Plusieurs juristes ont noté que la loi n° 104 prévoyait une présomption de culpabilité pour presque tous les Allemands. Le texte obligeait chaque Allemand qui avait atteint l’âge de 18 ans à remplir un questionnaire spécial de 133 questions pour déterminer son niveau de responsabilité et son implication dans le nazisme. Dans la zone d’occupation américaine, 13 millions de personnes ont rempli ce questionnaire.

Sur les 13 millions de répondants, 613.000 personnes ont été reconnues responsables. 1.600 personnes ont fait partie de la catégorie des principaux coupables. Les personnes soumises à la procédure de dénazification ont dû fournir des dépositions des témoins confirmant «l’impeccabilité du comportement politique de l’accusé et son mode de vie de vrai chrétien.» Ces témoignages ont été baptisés «persilschein», du nom du détergent à lessive de la marque Persil. Ce terme, devenu un nom commun, figure aujourd’hui dans les dictionnaires.
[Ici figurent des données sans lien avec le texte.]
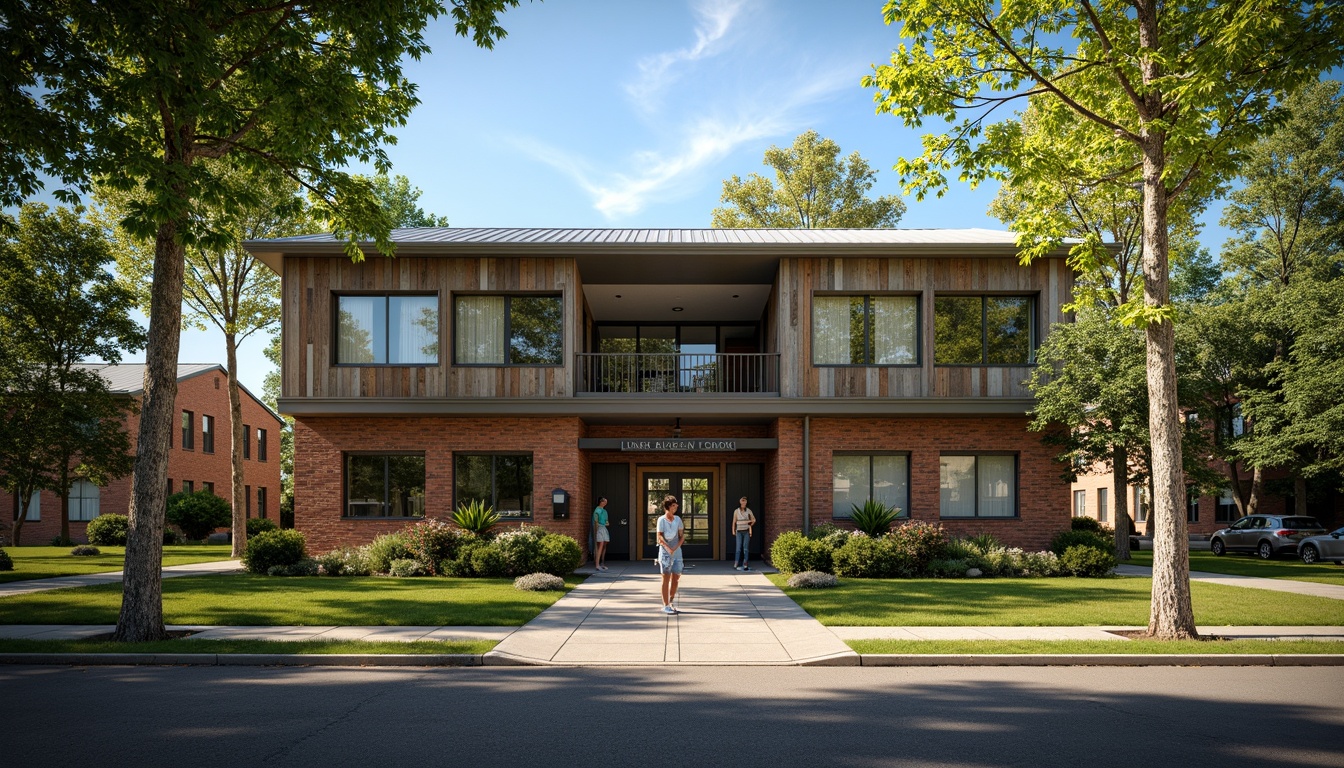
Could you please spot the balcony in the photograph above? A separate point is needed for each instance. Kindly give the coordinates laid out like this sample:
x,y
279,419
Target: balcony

De nombreux représentants des élites allemandes ont réussi à éviter la dénazification, nonobstant la gravité des actes qu’ils avaient commis. Cependant, les individus ayant commis des crimes les plus odieux ont été jugés et punis.

La loi étant jugée insuffisamment efficace, le 12 octobre 1946, le Conseil de contrôle allié a publié la directive n° 38 sur l’arrestation et la punition des criminels de guerre, des nazis et des militaristes, ainsi que sur l’internement, le contrôle et la surveillance des Allemands potentiellement dangereux.


Source:
Evguénia Lezina, Dénazification de l’Allemagne de l’Ouest: 70 ans de la fin du programme, Bulletin d’opinion publique, n° 3-4 (127), 2018.